VER had a very interesting new screen gizmo at LDI – an LCD screen with no back, and no backlight, so that the images simply float across an almost transparent piece of glass. You can’t see the image unless there’s something behind it shining light through it, which is a really interesting effect. Here’s a really terrible picture that attempts to capture the idea.


Perhaps I’m overestimating the utility here, but I think this is a product with an abundance of design possibilities. Like any video product, it’s all about the content that you play onto it. The conceit here is that video is opaque while white is clear – but it’s not like looking through a traditional blow-through video wall, it’s actually clear. Here’s a video for a better idea of what you’re looking at: (That’s my friend Patrick Eaton speaking in the background.)
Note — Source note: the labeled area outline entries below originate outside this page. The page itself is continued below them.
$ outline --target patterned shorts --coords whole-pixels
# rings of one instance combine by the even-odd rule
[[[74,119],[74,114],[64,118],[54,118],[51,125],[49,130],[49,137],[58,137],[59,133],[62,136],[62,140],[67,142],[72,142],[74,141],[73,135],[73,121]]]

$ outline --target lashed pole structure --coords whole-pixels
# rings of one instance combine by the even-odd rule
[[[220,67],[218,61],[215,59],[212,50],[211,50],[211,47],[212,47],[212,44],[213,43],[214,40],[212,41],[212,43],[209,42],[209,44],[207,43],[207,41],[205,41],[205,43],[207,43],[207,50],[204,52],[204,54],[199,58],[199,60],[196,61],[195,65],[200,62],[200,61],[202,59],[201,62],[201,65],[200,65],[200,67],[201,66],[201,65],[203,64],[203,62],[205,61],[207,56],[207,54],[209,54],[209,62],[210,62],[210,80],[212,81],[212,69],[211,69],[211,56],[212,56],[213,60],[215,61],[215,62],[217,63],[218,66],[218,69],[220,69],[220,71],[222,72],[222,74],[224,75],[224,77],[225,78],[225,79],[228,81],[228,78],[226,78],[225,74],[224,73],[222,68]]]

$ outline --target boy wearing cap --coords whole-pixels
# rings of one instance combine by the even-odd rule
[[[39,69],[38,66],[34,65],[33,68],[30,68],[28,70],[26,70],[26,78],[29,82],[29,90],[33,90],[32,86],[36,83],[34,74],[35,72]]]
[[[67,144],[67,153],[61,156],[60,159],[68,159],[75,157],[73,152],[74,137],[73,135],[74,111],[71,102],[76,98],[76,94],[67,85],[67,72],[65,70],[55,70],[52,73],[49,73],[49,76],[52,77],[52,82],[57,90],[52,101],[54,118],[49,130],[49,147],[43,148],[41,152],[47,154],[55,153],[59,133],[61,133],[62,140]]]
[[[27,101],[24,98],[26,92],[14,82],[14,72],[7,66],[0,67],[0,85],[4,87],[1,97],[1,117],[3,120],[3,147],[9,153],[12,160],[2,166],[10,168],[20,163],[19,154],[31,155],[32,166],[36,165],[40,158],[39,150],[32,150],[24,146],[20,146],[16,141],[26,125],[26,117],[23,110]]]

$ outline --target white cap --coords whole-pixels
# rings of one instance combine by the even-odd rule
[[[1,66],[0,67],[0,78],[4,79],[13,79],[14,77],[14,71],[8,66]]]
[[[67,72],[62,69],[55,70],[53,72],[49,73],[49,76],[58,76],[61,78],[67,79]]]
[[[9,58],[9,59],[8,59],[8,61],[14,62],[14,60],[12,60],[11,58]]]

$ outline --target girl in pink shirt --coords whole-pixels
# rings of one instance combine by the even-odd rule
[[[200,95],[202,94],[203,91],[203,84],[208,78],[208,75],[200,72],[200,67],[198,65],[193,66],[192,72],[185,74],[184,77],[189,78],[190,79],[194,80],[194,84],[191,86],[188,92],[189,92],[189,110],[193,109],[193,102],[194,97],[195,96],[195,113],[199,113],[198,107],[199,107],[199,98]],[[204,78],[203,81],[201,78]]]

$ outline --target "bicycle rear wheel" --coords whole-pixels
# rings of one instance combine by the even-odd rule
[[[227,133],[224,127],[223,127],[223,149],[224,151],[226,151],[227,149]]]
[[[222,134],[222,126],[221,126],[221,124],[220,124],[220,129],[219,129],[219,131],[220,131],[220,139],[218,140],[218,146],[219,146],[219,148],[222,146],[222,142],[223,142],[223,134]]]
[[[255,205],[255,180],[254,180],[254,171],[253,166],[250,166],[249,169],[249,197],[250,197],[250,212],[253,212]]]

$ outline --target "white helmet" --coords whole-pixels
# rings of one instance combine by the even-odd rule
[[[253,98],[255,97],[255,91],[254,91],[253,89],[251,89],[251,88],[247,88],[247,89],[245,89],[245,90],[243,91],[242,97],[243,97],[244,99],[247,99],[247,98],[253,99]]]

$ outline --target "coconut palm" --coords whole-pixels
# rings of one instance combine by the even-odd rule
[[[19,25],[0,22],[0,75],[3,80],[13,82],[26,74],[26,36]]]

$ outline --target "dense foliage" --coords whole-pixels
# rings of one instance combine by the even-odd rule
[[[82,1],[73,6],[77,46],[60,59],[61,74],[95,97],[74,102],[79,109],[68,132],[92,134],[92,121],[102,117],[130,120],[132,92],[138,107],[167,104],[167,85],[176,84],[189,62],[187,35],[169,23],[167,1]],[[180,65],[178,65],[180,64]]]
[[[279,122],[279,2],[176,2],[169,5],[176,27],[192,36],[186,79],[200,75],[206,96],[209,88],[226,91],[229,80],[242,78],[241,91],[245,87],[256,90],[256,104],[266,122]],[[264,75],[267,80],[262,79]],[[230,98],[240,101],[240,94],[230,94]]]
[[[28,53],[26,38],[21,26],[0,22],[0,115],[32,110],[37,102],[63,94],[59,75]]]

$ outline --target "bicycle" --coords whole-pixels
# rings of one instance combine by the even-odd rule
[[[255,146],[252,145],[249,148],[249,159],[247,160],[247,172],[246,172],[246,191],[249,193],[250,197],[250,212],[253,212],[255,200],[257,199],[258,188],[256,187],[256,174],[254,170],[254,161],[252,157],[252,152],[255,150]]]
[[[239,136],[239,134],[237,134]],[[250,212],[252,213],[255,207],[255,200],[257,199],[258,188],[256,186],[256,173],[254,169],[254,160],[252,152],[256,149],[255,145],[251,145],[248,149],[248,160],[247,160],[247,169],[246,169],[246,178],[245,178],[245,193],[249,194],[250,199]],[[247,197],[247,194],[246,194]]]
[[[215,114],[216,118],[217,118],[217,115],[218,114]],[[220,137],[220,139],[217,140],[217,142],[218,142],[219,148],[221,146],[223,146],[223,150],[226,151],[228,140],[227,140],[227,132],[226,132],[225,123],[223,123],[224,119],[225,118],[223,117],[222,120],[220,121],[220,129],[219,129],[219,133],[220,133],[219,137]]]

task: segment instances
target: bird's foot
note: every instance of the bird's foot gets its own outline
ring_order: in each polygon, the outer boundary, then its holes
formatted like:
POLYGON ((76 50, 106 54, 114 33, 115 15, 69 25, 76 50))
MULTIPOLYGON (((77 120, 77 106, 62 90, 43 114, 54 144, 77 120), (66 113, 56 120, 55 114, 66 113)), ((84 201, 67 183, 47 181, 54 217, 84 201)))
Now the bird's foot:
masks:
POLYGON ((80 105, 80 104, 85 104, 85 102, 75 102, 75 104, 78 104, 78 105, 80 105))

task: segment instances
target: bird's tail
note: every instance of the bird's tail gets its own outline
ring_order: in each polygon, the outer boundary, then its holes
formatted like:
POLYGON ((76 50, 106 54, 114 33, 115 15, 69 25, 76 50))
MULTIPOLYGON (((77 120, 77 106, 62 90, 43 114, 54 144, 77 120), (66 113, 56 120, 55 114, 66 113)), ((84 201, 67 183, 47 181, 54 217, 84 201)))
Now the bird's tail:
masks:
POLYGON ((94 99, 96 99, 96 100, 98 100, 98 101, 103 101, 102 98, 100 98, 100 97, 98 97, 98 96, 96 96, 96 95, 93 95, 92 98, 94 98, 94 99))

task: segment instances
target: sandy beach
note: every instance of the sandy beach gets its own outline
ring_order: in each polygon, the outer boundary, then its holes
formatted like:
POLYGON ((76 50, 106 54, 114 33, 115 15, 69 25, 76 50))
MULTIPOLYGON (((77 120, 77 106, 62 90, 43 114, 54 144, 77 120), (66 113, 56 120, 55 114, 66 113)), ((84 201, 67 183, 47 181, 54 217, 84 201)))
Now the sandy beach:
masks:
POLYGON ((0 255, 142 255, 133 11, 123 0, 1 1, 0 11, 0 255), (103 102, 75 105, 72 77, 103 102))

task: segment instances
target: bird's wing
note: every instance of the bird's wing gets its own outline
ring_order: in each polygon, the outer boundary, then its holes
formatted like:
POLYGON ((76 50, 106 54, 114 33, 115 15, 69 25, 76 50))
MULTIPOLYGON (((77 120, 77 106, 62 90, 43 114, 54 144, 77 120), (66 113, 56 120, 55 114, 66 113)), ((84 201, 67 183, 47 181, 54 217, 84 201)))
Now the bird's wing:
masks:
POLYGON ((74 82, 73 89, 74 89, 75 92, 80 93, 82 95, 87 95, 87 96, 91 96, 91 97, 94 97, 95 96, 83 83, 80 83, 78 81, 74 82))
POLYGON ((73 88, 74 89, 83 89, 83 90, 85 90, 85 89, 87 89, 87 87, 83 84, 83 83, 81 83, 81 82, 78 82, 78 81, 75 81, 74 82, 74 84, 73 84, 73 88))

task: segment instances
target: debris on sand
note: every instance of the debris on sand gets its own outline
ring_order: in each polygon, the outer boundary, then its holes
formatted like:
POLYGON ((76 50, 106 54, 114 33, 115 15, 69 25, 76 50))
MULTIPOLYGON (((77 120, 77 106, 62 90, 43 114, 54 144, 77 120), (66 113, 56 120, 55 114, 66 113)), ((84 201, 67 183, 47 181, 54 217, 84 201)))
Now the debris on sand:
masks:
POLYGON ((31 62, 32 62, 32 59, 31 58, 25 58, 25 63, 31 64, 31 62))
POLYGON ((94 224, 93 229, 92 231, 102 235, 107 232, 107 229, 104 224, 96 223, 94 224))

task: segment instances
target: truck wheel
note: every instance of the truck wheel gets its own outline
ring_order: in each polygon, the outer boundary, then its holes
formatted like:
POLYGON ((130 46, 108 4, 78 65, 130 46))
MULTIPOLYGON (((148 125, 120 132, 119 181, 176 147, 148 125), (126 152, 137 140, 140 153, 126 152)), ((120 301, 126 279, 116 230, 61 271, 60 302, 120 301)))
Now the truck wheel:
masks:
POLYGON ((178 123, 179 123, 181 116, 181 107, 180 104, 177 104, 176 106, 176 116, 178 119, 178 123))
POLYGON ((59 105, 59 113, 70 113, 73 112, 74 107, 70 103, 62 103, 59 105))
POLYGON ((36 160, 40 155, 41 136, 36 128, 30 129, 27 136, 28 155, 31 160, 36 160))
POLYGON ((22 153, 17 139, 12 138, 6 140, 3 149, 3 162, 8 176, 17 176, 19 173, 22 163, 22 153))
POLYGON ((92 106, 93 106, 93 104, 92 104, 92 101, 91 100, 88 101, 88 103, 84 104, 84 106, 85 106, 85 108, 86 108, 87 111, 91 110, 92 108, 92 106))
Lightwave International Phenom from Blueshift Design on Vimeo.

Ayrton Everything

Ayrton (Distributed by Morpheus Lighting in the United States) is a relative newcomer, at least in the U.S., but they made a huge splash a few years ago with the Ayrton MagicPanel 602, a 6×6 square of LED emitters. No zoom, but full color-mixing and continuous pan and tilt rotation. These were used to great effect in one of Roy Bennet’s iconic designs for American band Nine Inch Nails:



Since then, Ayrton has released a whole range of fixtures with the continuous pan and tilt rotation feature, color-mixing, and optics optimized for large-scale pixel-mapping effects. This includes a linear batten, the MAGICBLADE-R (that both pans and tilts), a small LED beam light, the MAGICRING-R1, and a monster of an LED beam / wash light called the MAGICRING-R9. Seriously, it’s the size of a small European country:


As expected, this light is very, very bright. Based on the demo I saw at the Ayrton booth, it looks like it will be quite excellent at pixel-mapping effects. The speed of the pan and tilt was quite acceptable for such a large head, and I’m the brightness will be more than acceptable for anything but the most ridiculous applications. Ayrton also had on a display the same optics in a static floor or wall tile, the INTELLIPIX-R. This fixture does for RGBW color what the ELIDY did for warm white – very narrow optics that project volumetric space-filling light. It’s an impressive look, and done on a large scale would be absolutely incredibly. Unfortunately, the tiles are rather heavy, weighing 35lbs per tile, which for a tile half a meter by half a meter is a lot. That may not matter for some applications, though, and the INTELLIPIX-R is a very cool product that I’d love to use sometime.

The VL Mystery Fixture

I signed a thing saying I wouldn’t talk about it, but it’s awesome.